Tuesday, June 18, 2013


When faced with the prospect of having to see my father and his wife last Friday for the first time in some lengthy amount of time I've deemed unworthy to commit to memory, I had an anxiety attack. One long, drawn out fit of anxiety the whole morning, which—if you're not prone to fits of anxiety that last a whole morning—let me tell you, was exhausting. I voiced out loud to my coworker that my father has always made me feel as though he's judging me the minute he sees me—what I'm wearing, what I say, how I’ve been living my life. And she simply said, “It doesn’t matter what he thinks.” (Thanks Bree, I really needed to hear that.) I thought, “That’s totally true, it doesn’t matter because I don’t care what he thinks.” It’s been so long since he’s been an actual part of my life he literally has no right to have an opinion about me or my life.

The thing is that I’ve had a deeply unconscious issue my whole life with feeling comfortable around males, especially when it comes to what I’m wearing (this is also due in part to being raised Mormon), because my father told me at the age of six that the ballet outfit I was wearing was inappropriate to wear in public and he didn’t want me wearing them anymore.

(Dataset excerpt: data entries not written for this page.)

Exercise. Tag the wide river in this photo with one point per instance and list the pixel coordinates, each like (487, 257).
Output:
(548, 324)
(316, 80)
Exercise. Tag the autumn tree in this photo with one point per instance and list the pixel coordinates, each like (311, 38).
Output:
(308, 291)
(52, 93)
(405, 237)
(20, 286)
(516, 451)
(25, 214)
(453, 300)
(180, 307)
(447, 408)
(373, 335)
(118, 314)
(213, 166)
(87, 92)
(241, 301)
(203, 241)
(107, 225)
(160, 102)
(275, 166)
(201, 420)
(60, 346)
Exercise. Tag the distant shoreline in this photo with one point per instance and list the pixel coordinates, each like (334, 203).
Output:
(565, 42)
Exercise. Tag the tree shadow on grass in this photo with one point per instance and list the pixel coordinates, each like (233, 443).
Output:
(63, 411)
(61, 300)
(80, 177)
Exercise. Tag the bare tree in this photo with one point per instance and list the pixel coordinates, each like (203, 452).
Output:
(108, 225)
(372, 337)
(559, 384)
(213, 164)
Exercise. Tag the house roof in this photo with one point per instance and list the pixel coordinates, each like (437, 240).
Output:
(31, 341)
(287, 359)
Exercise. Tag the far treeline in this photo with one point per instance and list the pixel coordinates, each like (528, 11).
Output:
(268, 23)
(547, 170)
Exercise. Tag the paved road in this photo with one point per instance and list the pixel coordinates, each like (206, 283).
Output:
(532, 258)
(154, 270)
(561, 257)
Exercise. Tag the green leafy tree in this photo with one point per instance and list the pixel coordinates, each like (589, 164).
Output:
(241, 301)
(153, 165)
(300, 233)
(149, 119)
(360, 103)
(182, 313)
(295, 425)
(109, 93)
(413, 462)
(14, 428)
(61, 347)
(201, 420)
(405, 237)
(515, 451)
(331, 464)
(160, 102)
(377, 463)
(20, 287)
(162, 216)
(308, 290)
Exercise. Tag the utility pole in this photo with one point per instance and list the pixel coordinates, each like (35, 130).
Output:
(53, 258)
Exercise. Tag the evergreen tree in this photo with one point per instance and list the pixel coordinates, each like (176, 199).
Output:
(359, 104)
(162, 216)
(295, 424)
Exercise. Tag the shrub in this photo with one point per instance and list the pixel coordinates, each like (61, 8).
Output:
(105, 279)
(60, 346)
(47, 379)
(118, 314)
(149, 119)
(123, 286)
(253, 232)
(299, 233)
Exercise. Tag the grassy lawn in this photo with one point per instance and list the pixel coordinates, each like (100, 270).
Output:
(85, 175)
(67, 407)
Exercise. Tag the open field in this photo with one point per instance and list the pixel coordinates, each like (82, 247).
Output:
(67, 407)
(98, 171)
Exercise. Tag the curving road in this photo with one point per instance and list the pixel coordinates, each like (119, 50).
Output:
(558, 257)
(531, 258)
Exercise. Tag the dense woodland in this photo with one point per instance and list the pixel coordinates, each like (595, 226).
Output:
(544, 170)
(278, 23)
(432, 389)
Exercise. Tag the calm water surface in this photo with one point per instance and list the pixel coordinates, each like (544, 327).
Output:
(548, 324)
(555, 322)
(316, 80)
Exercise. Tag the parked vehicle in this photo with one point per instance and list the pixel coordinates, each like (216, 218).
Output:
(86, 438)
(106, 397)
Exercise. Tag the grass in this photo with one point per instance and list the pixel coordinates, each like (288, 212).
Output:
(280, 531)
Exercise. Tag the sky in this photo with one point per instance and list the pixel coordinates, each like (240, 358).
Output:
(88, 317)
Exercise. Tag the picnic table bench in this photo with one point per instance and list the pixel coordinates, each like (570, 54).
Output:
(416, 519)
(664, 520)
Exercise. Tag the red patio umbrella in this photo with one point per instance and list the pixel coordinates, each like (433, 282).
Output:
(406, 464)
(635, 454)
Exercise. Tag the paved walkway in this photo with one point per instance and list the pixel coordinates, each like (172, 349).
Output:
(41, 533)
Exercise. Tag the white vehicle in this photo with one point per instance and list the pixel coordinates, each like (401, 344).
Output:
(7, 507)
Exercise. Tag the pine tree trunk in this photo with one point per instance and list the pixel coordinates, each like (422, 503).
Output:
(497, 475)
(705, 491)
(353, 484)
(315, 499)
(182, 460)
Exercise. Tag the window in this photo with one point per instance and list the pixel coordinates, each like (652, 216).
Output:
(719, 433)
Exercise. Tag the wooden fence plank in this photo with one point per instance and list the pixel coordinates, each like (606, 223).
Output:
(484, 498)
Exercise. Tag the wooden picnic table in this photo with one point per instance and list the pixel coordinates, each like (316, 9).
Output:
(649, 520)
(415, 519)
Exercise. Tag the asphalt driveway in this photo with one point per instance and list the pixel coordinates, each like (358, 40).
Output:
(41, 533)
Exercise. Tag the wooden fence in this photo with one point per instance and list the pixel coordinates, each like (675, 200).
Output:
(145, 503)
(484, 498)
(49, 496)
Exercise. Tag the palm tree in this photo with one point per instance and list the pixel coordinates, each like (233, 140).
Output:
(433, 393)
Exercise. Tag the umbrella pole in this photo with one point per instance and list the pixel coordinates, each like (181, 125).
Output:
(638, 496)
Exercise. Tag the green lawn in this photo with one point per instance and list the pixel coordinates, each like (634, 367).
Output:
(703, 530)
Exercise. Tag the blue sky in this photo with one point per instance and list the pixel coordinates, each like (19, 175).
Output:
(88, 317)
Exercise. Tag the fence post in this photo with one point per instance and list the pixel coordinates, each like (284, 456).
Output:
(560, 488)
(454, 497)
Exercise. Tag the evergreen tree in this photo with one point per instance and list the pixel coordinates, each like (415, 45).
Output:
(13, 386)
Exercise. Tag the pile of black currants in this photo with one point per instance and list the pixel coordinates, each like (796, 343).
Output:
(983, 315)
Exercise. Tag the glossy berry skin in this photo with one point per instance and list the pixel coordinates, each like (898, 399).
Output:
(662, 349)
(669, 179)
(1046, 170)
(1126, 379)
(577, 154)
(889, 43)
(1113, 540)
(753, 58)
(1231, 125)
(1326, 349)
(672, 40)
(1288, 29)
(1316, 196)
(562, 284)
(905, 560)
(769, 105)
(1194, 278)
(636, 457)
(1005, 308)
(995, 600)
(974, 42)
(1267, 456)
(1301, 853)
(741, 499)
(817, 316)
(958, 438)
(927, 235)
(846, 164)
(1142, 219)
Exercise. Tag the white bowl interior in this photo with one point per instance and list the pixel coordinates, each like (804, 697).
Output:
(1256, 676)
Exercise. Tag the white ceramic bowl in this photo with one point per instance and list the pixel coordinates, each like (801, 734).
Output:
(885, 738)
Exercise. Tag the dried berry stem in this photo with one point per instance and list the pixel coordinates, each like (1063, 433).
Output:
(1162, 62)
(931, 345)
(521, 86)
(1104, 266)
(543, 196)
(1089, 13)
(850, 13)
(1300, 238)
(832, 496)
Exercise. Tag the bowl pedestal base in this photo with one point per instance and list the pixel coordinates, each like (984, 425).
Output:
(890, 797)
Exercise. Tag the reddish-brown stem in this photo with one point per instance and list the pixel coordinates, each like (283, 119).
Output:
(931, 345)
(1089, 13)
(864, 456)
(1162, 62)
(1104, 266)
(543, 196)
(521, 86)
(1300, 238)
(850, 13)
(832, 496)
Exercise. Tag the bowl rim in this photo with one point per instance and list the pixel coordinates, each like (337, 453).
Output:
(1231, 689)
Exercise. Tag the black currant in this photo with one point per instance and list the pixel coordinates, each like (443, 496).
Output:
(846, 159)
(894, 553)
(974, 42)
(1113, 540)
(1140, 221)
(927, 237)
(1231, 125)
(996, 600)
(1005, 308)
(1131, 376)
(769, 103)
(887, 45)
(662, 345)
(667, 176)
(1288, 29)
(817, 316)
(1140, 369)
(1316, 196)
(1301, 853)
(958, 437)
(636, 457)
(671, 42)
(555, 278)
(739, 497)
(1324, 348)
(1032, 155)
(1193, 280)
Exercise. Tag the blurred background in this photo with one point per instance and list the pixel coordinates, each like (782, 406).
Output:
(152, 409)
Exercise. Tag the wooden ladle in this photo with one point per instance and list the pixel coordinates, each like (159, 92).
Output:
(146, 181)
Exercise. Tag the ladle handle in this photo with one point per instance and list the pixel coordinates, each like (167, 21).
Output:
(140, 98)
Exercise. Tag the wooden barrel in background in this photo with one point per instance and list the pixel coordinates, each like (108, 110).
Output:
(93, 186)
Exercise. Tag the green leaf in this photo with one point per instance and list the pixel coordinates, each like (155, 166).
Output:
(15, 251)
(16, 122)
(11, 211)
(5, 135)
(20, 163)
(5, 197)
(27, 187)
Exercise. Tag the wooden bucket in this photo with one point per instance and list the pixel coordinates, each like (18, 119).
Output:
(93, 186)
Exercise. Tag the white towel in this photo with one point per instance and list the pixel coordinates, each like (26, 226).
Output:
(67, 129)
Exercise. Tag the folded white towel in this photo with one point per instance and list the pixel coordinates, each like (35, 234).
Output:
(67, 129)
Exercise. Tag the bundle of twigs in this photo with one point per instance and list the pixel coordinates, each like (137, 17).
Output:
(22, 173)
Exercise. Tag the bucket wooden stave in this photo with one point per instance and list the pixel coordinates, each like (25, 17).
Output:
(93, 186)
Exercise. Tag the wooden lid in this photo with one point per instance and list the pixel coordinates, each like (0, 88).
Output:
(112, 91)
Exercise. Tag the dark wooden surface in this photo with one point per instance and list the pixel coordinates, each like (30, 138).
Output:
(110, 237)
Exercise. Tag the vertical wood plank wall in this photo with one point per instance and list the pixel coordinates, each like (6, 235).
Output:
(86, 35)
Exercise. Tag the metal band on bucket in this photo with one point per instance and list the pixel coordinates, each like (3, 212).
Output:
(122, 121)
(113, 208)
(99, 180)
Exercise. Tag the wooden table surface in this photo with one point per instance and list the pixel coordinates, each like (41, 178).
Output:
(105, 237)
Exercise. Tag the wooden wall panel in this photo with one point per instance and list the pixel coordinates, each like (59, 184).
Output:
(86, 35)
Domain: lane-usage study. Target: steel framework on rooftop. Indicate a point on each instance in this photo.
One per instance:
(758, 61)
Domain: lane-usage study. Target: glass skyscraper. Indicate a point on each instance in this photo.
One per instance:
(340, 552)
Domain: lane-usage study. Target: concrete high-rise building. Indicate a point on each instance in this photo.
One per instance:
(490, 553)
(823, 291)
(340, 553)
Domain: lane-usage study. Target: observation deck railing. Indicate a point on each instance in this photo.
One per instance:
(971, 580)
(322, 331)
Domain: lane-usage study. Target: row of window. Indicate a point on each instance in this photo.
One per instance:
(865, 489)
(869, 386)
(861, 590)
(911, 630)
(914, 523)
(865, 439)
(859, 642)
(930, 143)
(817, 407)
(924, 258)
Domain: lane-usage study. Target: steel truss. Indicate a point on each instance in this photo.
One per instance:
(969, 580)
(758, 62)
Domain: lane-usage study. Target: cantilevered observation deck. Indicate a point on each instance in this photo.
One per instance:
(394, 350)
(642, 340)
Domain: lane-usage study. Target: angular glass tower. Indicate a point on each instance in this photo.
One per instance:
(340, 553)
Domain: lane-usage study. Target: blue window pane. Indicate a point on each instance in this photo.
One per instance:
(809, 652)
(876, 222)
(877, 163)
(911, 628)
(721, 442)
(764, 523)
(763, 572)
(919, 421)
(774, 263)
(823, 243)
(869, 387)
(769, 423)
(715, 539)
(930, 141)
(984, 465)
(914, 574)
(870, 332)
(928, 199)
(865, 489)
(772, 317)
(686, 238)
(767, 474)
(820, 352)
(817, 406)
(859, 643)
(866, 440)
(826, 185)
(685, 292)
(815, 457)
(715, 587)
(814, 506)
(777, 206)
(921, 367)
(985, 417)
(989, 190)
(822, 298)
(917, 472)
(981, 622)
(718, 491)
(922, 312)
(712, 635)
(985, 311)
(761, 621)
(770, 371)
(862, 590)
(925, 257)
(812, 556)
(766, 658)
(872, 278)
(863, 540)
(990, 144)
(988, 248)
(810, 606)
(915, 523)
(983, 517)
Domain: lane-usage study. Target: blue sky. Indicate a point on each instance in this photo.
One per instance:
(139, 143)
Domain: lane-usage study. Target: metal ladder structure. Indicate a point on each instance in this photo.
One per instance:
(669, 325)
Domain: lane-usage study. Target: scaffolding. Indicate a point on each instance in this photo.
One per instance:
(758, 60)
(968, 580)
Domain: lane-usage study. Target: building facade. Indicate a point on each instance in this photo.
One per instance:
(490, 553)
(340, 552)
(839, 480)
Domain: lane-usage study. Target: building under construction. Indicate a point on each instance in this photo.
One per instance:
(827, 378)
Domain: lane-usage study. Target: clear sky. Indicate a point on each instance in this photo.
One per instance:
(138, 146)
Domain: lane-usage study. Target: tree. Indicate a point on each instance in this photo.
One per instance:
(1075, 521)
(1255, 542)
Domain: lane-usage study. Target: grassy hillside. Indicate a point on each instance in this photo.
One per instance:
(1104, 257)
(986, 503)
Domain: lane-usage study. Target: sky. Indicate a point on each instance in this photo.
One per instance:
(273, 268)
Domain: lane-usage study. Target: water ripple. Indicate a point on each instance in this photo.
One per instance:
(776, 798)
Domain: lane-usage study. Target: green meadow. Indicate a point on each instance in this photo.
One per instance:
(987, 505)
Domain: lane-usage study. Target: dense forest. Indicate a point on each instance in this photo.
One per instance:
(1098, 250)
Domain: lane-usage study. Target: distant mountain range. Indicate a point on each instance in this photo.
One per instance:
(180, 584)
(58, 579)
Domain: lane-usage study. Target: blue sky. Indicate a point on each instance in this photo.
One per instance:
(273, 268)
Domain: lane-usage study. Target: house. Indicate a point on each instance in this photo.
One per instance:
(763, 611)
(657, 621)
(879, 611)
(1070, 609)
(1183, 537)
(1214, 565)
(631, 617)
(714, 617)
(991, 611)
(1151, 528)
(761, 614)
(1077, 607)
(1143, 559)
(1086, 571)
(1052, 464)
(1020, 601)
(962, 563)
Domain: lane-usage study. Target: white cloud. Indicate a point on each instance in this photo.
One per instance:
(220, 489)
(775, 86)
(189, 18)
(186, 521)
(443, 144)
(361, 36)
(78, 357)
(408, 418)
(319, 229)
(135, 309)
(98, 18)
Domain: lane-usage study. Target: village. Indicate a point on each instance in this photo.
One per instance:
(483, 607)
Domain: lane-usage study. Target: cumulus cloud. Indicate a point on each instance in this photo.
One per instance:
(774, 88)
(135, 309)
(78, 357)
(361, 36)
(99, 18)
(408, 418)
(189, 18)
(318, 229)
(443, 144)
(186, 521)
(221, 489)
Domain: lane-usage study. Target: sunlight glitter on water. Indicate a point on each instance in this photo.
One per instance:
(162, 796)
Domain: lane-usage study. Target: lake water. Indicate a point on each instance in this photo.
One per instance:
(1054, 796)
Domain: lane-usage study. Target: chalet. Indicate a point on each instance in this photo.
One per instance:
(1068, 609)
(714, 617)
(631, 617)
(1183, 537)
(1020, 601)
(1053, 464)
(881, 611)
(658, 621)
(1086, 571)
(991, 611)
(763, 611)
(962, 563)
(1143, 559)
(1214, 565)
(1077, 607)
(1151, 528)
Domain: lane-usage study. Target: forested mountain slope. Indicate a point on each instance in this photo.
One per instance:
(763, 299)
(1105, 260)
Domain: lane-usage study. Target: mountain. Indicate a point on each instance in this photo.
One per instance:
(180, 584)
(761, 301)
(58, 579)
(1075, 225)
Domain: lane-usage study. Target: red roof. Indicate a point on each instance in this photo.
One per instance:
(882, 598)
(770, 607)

It may seem silly, but I was only six and he was the first male in my life that made me feel ashamed about something I was wearing. I have hated him for that since I came to the realization of what a scar this left and how it’s affected my relationships with men ever since.

Keeping this in mind, when I did have to see my father and step mother (whom I have a whole other set of issues with), I realized something else: I really don’t care what my father thinks of me anymore. I was a nervous wreck the whole day until I actually arrived at my destination and was calm the rest of the day. It was such a relief. And so empowering.

My point is this: somewhere along the line I forgave my father. He is just another human being with his own issues, which he did let spill over onto me as a child, but I can either hold onto those things and let them ruin me, or I can move on. So much of forgiveness is simply letting go and moving on. It’s something that is more for you than the person you’re forgiving because that person may never know you forgave them, but you always will.